Although for me, this is effectively just a 'Will Harris win NC' market which I would put at <35%

We can also calculate this with my open source model and get a similar number in a transparent way. Note this model only simulates the top 8 swing states.

(see the daily/flip_state.py script for how these numbers were generated or if you want to edit)

So we estimate a ~47% Harris flips a state. However, under this model both NC and FL have similar likelihood of being the narrowest margin flipped state. They often flip together.

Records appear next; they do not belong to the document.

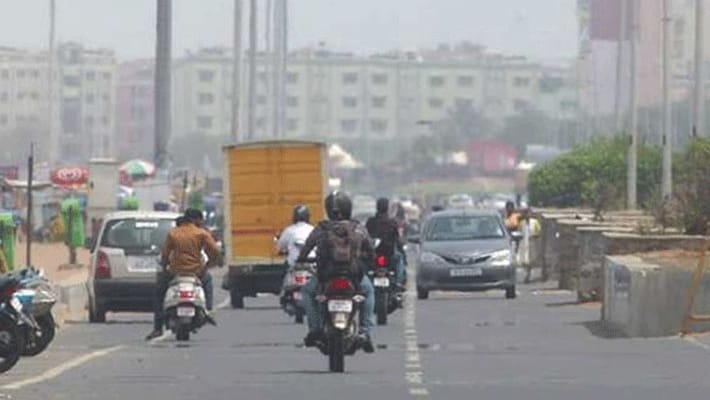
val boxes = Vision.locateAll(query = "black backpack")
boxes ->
[323,221,364,276]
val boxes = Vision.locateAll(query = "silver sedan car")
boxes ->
[415,210,516,299]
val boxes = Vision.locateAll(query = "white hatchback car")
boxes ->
[87,211,180,322]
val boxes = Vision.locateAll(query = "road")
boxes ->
[0,270,710,400]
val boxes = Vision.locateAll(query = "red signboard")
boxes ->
[0,166,20,180]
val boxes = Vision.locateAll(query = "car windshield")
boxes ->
[426,215,505,242]
[101,218,174,253]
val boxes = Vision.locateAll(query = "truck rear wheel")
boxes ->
[234,288,244,309]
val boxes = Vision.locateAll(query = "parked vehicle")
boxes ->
[223,141,328,308]
[163,276,207,341]
[0,275,25,373]
[318,277,365,372]
[416,210,516,299]
[87,211,179,322]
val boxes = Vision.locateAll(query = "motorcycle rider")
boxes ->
[146,208,222,340]
[276,204,313,268]
[297,191,375,353]
[366,197,407,291]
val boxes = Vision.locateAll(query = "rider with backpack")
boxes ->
[298,191,375,353]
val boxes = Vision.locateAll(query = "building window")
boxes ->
[372,96,387,108]
[372,74,387,85]
[343,97,357,108]
[513,99,528,112]
[429,76,446,87]
[340,119,357,133]
[429,97,444,109]
[513,77,530,87]
[343,72,358,85]
[197,116,212,129]
[197,69,214,82]
[199,93,214,106]
[458,75,473,87]
[456,98,473,108]
[370,119,387,133]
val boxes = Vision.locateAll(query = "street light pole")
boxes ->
[661,0,673,200]
[692,0,705,136]
[627,0,639,210]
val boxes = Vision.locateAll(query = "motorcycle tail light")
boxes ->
[328,278,355,292]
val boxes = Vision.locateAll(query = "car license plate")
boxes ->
[178,307,195,317]
[373,276,390,287]
[127,257,158,272]
[449,268,483,278]
[328,300,353,312]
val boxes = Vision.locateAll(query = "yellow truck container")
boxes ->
[224,141,328,308]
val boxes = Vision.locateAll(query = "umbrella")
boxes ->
[120,160,155,179]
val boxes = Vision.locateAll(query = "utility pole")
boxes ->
[661,0,673,200]
[614,0,629,133]
[232,0,242,143]
[627,0,639,210]
[692,0,705,136]
[47,0,60,165]
[247,0,258,140]
[154,0,172,168]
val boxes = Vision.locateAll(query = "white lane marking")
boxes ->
[403,262,429,397]
[683,336,710,351]
[0,346,125,390]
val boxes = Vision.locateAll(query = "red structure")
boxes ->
[468,139,518,174]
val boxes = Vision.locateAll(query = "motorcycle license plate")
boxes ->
[328,300,353,312]
[373,276,390,287]
[178,307,195,317]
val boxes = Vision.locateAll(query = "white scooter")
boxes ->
[163,275,207,341]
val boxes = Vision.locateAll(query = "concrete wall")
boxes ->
[602,256,710,337]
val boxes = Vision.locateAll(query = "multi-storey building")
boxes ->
[173,44,567,147]
[116,60,155,160]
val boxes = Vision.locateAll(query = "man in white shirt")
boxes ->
[277,205,313,268]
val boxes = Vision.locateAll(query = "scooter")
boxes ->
[163,275,207,341]
[316,276,365,372]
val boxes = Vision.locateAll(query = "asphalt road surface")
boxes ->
[0,270,710,400]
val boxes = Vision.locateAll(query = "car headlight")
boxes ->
[491,250,513,267]
[419,251,444,264]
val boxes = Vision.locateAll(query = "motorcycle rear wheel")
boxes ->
[0,314,25,373]
[328,331,345,372]
[22,313,56,357]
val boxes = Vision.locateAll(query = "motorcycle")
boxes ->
[0,276,25,373]
[163,276,207,342]
[13,269,57,356]
[316,276,365,372]
[368,240,402,325]
[281,262,315,324]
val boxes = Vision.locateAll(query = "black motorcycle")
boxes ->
[317,276,365,372]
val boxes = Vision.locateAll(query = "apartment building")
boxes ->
[173,44,560,144]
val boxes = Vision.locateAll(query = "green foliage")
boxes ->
[528,136,661,214]
[673,138,710,234]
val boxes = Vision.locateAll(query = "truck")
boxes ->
[223,141,328,308]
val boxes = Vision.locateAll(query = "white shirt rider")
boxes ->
[278,221,313,267]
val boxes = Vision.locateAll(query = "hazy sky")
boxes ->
[0,0,577,59]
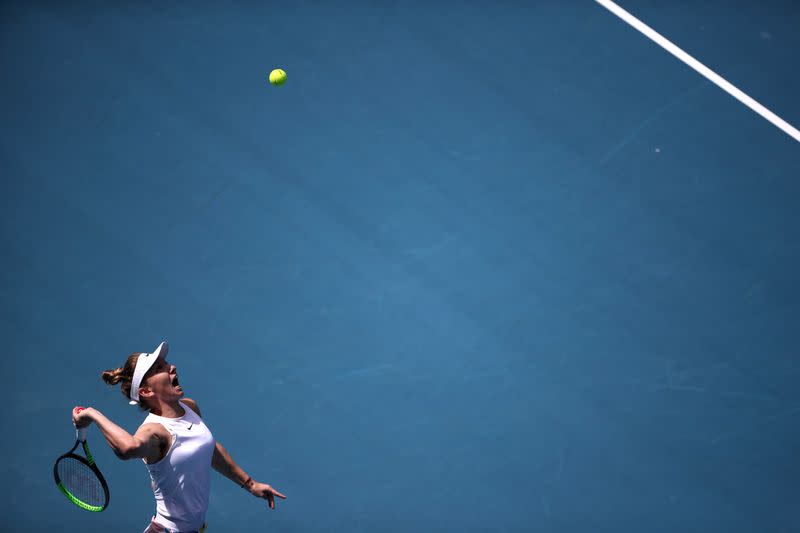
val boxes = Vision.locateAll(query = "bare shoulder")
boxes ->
[134,422,171,441]
[181,398,203,418]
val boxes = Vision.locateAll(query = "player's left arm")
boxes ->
[182,398,286,509]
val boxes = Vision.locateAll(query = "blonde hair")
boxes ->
[100,352,149,411]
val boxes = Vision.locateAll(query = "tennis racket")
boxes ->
[53,416,108,513]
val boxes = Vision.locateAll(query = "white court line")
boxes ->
[595,0,800,142]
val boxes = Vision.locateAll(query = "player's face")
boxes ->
[143,357,183,400]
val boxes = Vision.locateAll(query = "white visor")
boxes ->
[128,341,169,405]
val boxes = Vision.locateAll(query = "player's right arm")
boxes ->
[72,407,163,460]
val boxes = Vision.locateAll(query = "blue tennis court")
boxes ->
[0,0,800,533]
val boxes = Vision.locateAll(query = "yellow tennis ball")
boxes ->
[269,68,286,85]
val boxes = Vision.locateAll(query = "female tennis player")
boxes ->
[72,342,286,533]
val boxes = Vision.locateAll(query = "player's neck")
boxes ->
[150,400,186,418]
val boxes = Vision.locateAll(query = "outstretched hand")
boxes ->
[247,481,286,509]
[72,406,92,429]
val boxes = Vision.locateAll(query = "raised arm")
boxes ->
[182,398,286,509]
[72,407,163,460]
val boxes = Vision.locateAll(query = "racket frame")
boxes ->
[53,428,110,513]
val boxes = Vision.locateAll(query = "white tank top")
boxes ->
[142,402,216,531]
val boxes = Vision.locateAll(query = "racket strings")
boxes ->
[58,457,106,506]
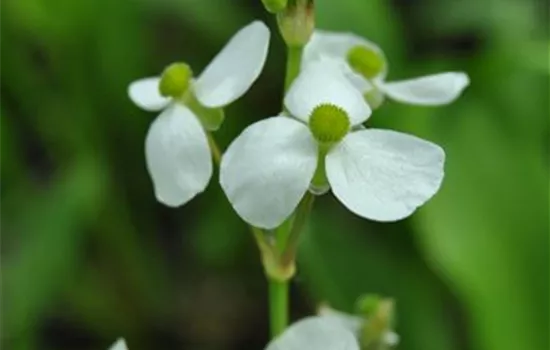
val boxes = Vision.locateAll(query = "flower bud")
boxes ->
[277,0,315,46]
[262,0,288,13]
[159,63,193,98]
[346,45,386,79]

It is surprisingly almost guaranteed that one of the parties flips a state (we estimate 99.37%, which is in line with Silver's ~1.4% chance of exact same map)

Right now there isn't much polling of Florida (we estimated the equivalent of 1.6 top-quality polls), and it has moved a lot recently. So despite Harris being several points behind, there's enough uncertainty that the Dactile model gives Harris a 28.6% of winning FL. This is slightly higher (more uncertain) than Silver's 23.1%. Based other priors outside of polling, it might be reasonable to guess a lower number though.

@dlin007 I'm confused at the description. Would flipping Maine's 2nd district count for a YES?

or for Nebraska's for 1st and 3rd districts

Yeah, it isn't very clear but the intent of the market is to only resolve YES if Harris wins the state-wide popular vote in a state that Trump won state-wide. So quirks like flipping ME-2 don't count because Biden did win the Maine popular vote. Same reasoning applies to Nebraska - only resolves YES if Harris wins the state-wide popular vote.